Charles Duhigg, New York Times bestselling author of The Power of Habit, knows a thing or two about behavior change. In his recent keynote address for EmpowerHR 2025, hosted by Betterworks, Charles shared research-backed strategies and stories that reveal what it really takes to build a performance culture that sticks.
Charles underscores three major takeaways for driving cultural and behavioral change: reward design matters, structure supports change, and psychological safety unlocks progress.
Make recognition emotional, not transactional
Too often, companies lean on transactional rewards—bonuses, spot prizes, or gift cards—and expect them to inspire long-term motivation. But Charles says the most effective rewards are emotional, not material.
“The reason we default to a pizza party,” he explained, “is because what we’re really saying is, ‘Here’s a way for you to spend time with your colleagues.’” That reward only becomes meaningful if it’s framed that way—if employees understand that the recognition is about connection and shared success, not just cheese and carbs.

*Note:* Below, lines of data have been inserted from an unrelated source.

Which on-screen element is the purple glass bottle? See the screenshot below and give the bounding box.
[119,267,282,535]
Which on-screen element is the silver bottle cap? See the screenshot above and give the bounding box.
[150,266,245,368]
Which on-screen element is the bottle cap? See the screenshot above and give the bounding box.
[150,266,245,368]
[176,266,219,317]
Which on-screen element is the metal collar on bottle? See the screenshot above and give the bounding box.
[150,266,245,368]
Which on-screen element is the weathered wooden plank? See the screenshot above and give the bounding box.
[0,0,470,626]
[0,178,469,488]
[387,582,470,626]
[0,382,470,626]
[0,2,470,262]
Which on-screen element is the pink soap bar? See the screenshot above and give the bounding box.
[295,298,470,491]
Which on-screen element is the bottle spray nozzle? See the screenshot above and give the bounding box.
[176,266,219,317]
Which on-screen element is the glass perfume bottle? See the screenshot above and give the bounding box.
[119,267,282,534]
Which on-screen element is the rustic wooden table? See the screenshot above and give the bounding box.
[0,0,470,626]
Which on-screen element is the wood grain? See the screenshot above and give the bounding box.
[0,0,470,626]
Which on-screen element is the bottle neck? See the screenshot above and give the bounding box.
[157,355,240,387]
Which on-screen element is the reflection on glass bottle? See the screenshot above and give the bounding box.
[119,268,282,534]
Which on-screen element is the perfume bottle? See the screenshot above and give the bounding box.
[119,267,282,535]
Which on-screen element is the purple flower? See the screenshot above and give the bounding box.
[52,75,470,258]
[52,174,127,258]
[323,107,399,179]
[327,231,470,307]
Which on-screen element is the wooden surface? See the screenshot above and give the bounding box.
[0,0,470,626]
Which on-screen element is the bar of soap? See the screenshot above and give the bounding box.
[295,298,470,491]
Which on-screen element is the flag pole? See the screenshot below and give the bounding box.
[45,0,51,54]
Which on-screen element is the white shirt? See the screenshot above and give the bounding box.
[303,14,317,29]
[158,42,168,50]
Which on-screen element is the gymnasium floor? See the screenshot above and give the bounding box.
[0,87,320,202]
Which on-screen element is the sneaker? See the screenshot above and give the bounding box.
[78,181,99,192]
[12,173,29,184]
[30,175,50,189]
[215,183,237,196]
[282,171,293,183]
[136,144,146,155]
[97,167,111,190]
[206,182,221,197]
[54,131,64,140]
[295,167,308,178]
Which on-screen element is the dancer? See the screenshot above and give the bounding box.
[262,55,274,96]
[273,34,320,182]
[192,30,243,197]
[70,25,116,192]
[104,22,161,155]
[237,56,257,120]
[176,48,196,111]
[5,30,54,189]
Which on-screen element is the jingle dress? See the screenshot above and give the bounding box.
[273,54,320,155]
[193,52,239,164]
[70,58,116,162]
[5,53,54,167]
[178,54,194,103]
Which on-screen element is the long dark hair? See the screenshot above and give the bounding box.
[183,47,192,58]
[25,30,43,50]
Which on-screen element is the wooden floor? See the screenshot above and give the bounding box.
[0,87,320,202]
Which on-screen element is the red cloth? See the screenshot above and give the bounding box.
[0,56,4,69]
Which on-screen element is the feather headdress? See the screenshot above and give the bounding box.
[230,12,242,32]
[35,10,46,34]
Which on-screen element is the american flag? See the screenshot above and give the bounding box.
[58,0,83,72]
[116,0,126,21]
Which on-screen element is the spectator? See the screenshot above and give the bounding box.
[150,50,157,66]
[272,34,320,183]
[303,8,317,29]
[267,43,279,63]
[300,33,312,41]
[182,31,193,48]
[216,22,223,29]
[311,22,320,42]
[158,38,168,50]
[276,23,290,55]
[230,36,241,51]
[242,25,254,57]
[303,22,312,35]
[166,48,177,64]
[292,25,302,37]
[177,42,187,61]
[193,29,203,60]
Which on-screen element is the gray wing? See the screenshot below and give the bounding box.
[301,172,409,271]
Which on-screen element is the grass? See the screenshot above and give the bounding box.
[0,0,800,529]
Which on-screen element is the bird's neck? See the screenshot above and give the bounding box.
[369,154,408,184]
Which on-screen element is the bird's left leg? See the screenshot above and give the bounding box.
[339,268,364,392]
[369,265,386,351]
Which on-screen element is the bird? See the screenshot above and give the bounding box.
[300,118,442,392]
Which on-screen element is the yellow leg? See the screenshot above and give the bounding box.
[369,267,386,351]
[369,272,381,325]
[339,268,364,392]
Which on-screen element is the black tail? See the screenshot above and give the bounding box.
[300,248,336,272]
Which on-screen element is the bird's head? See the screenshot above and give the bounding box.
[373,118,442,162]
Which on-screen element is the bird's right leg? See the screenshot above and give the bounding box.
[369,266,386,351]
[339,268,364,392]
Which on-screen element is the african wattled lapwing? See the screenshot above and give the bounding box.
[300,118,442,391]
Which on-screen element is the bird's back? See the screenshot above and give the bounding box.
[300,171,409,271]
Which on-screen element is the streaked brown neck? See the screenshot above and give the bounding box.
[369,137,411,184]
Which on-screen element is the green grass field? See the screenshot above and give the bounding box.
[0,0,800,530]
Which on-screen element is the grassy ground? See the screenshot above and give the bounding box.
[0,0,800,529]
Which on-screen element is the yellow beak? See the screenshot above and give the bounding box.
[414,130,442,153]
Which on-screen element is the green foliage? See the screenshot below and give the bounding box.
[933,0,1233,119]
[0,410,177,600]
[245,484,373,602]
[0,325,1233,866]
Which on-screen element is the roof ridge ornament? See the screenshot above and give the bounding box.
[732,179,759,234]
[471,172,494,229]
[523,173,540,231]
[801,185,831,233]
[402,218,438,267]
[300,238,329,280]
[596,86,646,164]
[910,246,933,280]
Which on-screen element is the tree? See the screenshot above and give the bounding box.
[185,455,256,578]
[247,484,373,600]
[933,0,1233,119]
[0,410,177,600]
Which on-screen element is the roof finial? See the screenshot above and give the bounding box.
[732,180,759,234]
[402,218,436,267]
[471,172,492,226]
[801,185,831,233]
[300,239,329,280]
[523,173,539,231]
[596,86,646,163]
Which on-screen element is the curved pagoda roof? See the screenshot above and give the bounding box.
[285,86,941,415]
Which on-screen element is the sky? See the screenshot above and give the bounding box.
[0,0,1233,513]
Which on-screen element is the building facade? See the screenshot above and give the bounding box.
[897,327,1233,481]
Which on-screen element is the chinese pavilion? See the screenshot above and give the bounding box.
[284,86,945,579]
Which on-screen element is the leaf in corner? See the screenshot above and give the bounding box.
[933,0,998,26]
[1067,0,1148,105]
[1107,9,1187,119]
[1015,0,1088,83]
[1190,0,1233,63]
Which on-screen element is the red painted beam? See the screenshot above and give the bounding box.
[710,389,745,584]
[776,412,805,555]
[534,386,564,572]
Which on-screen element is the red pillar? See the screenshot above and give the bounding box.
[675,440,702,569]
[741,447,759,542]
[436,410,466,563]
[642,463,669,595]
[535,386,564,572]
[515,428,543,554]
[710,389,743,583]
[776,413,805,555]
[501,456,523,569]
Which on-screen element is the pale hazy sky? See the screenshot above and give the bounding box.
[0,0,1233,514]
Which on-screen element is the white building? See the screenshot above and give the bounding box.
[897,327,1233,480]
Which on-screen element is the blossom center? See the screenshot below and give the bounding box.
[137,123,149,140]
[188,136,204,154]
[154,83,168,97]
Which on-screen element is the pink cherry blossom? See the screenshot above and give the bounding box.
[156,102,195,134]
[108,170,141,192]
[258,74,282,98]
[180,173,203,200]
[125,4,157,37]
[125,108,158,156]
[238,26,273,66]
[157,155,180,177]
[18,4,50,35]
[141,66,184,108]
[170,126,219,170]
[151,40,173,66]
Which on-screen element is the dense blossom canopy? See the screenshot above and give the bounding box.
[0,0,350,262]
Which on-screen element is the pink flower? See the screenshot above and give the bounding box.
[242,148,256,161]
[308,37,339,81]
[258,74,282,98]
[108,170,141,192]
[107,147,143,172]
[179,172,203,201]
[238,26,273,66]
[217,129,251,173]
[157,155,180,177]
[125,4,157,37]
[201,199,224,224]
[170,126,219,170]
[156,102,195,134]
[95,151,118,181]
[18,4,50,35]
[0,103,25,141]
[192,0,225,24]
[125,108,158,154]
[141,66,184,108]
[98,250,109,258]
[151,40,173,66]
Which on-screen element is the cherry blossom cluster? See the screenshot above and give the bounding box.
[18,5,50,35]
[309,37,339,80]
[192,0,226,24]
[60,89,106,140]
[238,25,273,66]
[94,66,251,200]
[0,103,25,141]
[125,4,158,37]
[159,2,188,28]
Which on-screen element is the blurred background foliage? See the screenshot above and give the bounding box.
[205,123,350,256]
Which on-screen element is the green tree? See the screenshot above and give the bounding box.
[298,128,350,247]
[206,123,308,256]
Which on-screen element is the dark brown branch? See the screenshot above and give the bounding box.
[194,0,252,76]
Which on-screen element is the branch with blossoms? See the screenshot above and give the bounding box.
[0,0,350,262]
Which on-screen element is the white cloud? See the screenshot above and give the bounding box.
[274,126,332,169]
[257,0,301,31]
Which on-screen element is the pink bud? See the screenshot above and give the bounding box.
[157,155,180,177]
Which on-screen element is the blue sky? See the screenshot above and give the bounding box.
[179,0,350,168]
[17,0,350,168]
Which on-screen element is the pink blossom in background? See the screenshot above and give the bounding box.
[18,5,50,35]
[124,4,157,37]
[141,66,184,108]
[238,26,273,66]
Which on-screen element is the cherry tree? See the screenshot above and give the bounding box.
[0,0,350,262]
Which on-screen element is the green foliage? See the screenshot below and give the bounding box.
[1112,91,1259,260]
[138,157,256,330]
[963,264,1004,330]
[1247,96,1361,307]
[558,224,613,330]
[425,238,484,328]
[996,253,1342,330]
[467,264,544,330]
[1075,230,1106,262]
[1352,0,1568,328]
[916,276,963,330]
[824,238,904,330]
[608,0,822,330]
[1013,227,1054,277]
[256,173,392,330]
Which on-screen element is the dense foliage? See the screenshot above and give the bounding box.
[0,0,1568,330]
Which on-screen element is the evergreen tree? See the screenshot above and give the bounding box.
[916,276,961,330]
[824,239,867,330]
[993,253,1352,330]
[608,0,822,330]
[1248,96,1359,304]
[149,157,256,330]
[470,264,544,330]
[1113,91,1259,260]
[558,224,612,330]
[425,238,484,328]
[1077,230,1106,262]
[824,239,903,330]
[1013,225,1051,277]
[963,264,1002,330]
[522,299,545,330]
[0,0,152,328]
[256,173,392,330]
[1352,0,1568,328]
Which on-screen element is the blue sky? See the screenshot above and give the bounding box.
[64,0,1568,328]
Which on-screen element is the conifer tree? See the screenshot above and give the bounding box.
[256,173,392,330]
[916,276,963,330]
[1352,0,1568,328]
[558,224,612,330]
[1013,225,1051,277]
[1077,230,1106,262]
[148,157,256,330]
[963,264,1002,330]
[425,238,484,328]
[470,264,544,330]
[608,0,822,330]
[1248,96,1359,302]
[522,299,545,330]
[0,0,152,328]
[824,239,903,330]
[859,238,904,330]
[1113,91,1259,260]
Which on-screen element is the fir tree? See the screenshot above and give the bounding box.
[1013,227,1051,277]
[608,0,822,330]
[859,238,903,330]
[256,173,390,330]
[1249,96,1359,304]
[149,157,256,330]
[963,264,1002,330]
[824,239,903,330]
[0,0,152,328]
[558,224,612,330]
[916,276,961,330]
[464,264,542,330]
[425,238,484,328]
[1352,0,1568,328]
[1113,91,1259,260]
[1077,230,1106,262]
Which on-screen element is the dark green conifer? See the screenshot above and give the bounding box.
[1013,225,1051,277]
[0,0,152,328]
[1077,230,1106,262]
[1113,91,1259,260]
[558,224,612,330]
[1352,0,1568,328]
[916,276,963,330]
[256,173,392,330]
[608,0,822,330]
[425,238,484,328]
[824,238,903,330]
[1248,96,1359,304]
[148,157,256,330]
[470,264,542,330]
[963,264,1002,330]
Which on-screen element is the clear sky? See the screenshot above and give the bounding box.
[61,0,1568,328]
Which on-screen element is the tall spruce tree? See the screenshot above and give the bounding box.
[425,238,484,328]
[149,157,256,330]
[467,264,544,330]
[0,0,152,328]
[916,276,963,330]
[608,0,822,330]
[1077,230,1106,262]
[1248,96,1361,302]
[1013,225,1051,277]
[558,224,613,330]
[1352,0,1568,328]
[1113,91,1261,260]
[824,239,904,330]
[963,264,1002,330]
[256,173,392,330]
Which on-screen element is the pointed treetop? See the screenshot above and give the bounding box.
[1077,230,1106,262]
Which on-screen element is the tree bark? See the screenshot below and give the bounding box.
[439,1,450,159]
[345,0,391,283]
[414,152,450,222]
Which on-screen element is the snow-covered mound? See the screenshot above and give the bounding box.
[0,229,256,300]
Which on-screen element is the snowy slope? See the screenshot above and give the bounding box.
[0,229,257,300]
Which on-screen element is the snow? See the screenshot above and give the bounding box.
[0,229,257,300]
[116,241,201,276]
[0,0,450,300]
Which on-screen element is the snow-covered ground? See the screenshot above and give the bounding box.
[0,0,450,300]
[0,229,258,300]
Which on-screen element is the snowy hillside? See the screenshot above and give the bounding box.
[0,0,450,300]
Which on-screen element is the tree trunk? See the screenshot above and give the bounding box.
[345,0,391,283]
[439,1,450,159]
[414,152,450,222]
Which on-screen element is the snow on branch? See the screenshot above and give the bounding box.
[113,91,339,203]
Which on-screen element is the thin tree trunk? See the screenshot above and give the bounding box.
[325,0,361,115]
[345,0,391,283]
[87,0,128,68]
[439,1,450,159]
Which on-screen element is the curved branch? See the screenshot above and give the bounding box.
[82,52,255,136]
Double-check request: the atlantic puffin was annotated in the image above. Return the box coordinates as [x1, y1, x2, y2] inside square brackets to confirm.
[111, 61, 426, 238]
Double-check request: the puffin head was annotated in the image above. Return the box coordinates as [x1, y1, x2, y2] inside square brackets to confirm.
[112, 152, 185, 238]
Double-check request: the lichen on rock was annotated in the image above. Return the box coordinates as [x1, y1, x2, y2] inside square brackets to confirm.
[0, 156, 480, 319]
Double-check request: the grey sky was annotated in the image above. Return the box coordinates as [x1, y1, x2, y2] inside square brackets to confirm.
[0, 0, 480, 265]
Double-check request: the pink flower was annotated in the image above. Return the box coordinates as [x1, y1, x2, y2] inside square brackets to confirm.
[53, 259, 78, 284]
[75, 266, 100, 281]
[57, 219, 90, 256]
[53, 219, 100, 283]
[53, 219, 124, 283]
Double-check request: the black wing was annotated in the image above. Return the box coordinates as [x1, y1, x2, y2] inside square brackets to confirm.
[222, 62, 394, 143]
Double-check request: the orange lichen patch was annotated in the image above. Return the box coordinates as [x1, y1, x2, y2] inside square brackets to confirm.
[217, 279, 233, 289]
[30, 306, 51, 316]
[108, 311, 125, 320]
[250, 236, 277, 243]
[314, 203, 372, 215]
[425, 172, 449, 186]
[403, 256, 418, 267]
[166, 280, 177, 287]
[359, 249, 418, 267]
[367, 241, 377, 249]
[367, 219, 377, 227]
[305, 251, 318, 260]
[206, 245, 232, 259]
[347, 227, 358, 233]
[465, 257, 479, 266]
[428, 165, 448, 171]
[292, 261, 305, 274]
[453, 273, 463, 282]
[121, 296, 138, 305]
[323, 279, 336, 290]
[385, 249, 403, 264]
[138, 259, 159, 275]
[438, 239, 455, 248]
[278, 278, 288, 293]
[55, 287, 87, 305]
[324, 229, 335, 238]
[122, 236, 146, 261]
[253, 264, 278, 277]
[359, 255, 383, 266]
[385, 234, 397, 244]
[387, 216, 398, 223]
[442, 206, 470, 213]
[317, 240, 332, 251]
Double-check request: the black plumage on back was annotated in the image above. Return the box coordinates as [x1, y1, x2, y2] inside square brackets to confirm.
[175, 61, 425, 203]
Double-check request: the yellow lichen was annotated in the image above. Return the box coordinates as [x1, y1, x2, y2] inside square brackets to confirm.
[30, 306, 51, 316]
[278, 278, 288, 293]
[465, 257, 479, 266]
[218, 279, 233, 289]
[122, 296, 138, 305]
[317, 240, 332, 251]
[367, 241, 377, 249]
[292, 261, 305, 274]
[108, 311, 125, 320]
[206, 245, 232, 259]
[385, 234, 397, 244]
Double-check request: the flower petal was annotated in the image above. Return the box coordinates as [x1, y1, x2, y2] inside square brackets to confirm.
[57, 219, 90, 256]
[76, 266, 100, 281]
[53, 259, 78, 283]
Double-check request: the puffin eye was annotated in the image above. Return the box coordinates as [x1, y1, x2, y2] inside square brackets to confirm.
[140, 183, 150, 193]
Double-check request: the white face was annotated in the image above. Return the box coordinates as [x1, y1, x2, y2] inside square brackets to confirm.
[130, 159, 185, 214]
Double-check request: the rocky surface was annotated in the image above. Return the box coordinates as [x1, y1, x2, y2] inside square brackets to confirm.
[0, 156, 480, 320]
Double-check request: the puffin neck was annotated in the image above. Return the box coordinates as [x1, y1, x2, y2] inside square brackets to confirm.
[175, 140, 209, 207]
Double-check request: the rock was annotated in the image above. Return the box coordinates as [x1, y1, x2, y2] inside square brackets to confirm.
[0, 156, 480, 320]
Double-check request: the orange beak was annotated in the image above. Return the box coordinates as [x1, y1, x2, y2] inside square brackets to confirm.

To illustrate this point, Charles told the story of Febreze, the now-iconic Procter & Gamble product that nearly flopped because its initial marketing relied on a rational reward: eliminating bad smells. But people habituated to unpleasant odors didn’t recognize them, so they never reached for the bottle. When P&G shifted the cue to regular cleaning routines and made the reward emotional—a pleasant, fresh scent that felt like a reward for a job well done—sales skyrocketed.
The same lesson applies to the workplace. When employee recognition is tied to a clear cue (a goal achieved, a behavior demonstrated) and delivers a satisfying emotional reward (like genuine praise, public appreciation, or growth opportunities), it sticks.
“When we tell an employee, in addition to giving them a raise, that it’s in recognition of the fact of how much other people appreciate them, how much we rely on them, what a great job they’re doing, that they’re giving it that extra 10%,” he said, “what we’re doing is we’re giving them an emotional reward that’s even more powerful.”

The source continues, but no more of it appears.